Apesar da identificação, Fernando Henrique Cardoso foi duro com Lula em um artigo publicado nos jornais O Estado de S. Paulo e O Globo com o título “Herança pesada”. Supostamente, o texto era bem intencionado; pretendia dar um desconto ao governo de Dilma, por conta dos erros cometidos por Lula. Mas, ao mesmo tempo, colocava os dois no mesmo equívoco original, o PT. “Comecemos pelo mais óbvio: a crise moral”, escreveu FHC. “Nem bem completado um ano de governo e lá se foram oito ministros, sete dos quais por suspeitas de corrupção. (…) Como o antecessor desempenhou papel eleitoral decisivo, seria difícil recusar seus filiados.” Citou também o mensalão, “outra dor de cabeça”. “De tal desvio de conduta a presidente passou longe e continua se distanciando, mas seu partido não tem jeito.” O tucano mencionou ainda como “herança pesada” o déficit da Previdência, a política energética e o atraso na transposição do rio São Francisco.

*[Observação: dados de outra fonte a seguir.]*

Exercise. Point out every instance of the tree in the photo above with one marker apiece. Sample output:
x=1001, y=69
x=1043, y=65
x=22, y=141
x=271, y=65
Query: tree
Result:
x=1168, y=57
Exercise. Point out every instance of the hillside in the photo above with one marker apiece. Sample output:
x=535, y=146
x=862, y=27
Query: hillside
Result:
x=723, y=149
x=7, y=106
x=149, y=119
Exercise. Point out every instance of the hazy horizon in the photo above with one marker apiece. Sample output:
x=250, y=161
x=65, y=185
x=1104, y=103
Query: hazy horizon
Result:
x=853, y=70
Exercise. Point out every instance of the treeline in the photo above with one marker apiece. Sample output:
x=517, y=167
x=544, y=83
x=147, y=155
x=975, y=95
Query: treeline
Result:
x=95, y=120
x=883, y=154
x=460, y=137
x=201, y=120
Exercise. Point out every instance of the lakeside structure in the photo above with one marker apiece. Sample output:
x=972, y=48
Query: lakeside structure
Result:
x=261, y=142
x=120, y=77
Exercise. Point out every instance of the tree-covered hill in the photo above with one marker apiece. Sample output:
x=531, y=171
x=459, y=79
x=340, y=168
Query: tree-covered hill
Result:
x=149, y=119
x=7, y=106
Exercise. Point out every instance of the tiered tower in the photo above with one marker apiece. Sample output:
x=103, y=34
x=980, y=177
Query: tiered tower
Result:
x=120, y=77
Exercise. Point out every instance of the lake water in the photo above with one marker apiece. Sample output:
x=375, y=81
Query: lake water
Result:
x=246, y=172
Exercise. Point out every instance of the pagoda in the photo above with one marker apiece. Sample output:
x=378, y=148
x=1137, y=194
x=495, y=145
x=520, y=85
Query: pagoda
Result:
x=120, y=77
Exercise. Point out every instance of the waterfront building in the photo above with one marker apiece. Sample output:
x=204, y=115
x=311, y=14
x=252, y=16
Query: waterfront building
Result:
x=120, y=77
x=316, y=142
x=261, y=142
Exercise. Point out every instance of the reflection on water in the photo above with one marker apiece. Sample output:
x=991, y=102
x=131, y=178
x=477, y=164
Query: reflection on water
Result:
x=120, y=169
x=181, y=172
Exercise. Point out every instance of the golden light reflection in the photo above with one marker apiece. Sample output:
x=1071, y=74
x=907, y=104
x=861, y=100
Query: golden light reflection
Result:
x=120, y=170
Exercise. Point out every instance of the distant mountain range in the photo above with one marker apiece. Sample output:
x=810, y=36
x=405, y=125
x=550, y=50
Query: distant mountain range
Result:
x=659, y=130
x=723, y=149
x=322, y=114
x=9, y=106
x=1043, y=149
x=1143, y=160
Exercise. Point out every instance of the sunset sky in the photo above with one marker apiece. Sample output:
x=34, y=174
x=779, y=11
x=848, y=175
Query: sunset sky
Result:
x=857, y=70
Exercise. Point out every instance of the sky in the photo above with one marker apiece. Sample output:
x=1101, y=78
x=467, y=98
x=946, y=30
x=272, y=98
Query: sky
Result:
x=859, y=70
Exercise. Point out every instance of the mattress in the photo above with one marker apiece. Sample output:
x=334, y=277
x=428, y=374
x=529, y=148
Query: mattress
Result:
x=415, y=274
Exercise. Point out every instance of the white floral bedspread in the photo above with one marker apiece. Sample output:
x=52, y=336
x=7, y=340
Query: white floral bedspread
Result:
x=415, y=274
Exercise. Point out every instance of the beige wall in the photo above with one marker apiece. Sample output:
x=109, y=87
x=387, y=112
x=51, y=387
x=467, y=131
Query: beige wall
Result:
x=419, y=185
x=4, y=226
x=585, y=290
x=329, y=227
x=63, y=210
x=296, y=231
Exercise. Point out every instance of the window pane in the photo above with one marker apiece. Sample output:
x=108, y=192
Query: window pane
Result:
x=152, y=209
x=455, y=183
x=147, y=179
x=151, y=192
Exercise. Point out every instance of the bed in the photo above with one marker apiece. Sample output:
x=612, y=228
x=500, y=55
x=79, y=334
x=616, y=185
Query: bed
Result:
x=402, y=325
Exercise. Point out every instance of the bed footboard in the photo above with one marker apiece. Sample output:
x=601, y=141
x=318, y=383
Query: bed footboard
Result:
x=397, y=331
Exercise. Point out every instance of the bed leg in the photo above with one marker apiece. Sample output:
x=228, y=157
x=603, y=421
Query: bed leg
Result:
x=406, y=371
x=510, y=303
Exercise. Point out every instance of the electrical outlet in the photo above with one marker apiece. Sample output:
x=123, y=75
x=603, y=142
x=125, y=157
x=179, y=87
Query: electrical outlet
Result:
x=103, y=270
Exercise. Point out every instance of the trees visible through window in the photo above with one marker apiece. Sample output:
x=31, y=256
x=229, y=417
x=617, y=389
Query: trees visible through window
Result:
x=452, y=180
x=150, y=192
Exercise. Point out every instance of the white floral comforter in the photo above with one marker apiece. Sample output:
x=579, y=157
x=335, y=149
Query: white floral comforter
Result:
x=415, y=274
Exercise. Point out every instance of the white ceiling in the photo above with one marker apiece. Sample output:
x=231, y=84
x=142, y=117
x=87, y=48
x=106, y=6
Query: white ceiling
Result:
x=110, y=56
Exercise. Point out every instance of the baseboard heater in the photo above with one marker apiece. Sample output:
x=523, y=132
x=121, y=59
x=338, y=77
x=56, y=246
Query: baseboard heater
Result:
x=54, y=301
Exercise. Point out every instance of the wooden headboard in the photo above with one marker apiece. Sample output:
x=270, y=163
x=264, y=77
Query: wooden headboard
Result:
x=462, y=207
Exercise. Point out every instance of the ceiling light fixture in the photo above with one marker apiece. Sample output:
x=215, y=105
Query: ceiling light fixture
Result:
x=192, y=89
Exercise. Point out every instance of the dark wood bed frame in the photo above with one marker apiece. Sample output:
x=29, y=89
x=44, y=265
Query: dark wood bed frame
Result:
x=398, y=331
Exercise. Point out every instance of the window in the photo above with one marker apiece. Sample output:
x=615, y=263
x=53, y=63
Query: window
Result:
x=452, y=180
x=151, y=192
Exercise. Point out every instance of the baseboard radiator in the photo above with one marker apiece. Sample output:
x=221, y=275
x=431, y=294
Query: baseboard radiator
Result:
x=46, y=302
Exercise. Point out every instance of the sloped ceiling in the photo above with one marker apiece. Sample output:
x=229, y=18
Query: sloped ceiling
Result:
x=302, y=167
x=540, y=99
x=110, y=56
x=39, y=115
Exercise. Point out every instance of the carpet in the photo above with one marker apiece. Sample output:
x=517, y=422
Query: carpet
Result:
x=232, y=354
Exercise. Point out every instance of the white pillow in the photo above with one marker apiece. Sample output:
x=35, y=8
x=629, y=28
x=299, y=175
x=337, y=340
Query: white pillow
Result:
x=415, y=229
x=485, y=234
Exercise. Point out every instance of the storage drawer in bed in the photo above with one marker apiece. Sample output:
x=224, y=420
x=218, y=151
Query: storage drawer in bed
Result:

Dilma ficou brava. Ela que, quando FHC completou 80 anos, havia mandado uma mensagem carinhosa para ele, elogiando “o político habilidoso, o ministro-arquiteto de um plano duradouro de saída da hiperinflação e o presidente que contribuiu decisivamente para a consolidação da estabilidade econômica”, soltou uma nota oficial ácida. “Não recebi um país sob intervenção do FMI ou sob ameaça de apagão. Recebi uma economia sólida, com crescimento robusto, inflação sob controle, investimentos consistentes em infraestrutura e reservas cambiais recordes. O passado deve nos servir de contraponto, de lição, de visão crítica, não de ressentimento.” Com sua expressão mais inocente, Fernando Henrique diz a PODER: “Eu escrevo um artigo, ela responde com uma nota oficial. Achei estranho”.